In the past week, it has become increasingly clear that the Kremlin views Beijing as an economic lifeline.
Russian finance minister Anton Siluanov said Sunday that his country’s economic “partnership with China will still allow us to maintain the cooperation that we have achieved … but also increase it in an environment where Western markets are closing” to Russian exports.
This “increased” cooperation from China could take several different forms. Some of them would overtly violate sanctions against Russia, triggering an automatic responses from the U.S. But experts say other actions Beijing might take would be technically legal, forcing the U.S. to rely more on soft power tactics to counter them.
Overt violations could include helping Russia get around U.S. export controls on high-tech equipment by purchasing American products and then selling them to Moscow.
That move would be very risky for businesses, however. The sanctions are specifically written to apply not only to American companies, but to any company in the world that uses U.S. software or components, which includes many in China.
Commerce Secretary Gina Raimondo recently explained what the consequences would be for a major Chinese semiconductor company, if the U.S. learned it was selling chips to Russia in violation of American export controls.
“We could essentially shut [the company] down, because we prevent them from using our equipment and our software,” Raimondo said in an interview with The New York Times on March 8.
Raimondo’s example highlights how the U.S. can leverage its economic power to make any company’s decision to help Russia evade sanctions, essentially, a fatal one.
“Most large institutions in China are not willing to take the risk of falling afoul of U.S. sanctions, and so any sanction busting is likely to be done by smaller institutions that have less to lose,” said Martin Chorzempa, a research fellow at the Peterson Institute for International Economics.
“Overall, China looks like it’s going to complain but comply,” he told The Washington Post.
Another possible avenue for cooperation between Russia and China would be for Beijing to buy Russian oil and gas on the cheap, Alexander Gabuev, senior fellow and Russia chair at the think tank Carnegie Moscow Center, told CNBC’s “Capital Connection” on Monday.
“There will be no formal violation of U.S. and EU sanctions, but that will be a significant material lifeline to the regime” in Russia, Gabuev said.
That kind of Sino-Russian cooperation demands a different response from the United States, working together with European allies to emphasize the long-term risk to China’s reputation on the world stage.
“[Russian President] Vladimir Putin is … the bad guy in the eyes of the world” and Moscow is fast becoming a “pariah state,” said Robert Daly, director of the Kissinger Institute on China and the U.S.
“Russia, Cuba, North Korea, Venezuela, Iran — this isn’t really the international club that most Chinese people aspire to be part of,” Daly said on CNBC’s “Squawk Box Asia” on Tuesday.
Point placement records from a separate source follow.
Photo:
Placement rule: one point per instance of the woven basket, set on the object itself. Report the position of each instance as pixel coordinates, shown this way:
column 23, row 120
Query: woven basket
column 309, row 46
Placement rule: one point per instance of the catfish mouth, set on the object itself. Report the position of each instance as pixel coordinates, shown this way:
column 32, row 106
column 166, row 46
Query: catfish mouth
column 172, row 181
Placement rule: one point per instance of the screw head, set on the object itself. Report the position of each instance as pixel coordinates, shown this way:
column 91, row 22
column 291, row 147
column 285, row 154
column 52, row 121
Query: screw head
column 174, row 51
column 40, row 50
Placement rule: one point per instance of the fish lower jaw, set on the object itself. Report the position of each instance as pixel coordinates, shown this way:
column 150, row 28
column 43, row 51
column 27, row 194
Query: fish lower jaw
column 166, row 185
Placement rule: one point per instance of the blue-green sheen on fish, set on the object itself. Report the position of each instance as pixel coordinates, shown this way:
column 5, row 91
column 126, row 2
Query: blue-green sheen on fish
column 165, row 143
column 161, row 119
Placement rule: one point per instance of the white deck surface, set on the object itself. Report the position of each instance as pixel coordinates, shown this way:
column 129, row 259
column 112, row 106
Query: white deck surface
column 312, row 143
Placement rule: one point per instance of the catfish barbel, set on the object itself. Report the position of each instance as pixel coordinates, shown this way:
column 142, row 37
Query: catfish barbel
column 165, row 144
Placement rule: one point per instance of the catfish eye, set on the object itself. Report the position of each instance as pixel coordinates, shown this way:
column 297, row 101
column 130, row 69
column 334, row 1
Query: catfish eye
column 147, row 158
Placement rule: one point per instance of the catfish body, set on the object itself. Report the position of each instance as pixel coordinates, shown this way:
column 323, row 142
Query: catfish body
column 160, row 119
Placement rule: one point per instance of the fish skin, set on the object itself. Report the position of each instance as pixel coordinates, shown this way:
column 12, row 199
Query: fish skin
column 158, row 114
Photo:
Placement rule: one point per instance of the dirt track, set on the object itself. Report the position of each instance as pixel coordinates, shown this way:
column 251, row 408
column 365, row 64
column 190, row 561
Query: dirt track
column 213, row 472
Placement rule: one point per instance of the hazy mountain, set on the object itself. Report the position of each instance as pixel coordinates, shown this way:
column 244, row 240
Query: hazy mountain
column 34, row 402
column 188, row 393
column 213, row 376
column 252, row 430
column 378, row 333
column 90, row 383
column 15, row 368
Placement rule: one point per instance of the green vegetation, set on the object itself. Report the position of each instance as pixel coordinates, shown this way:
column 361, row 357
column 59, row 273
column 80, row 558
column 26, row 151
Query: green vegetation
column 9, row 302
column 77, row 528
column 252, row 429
As civilian casualties in Ukraine mount and TVs around the world broadcast images of bombed out residential areas and brave Ukrainian resistance fighters, “circumstances are pushing China further in that direction,” said Daly.
But that doesn’t mean the country will break with its longtime ally. Instead, Beijing can be expected to be “religious about observing” the U.S. and EU sanctions but do “everything possible” to help Moscow, Gabuev said.
— CNBC’s Eustance Huang and Weizhen Tan contributed reporting.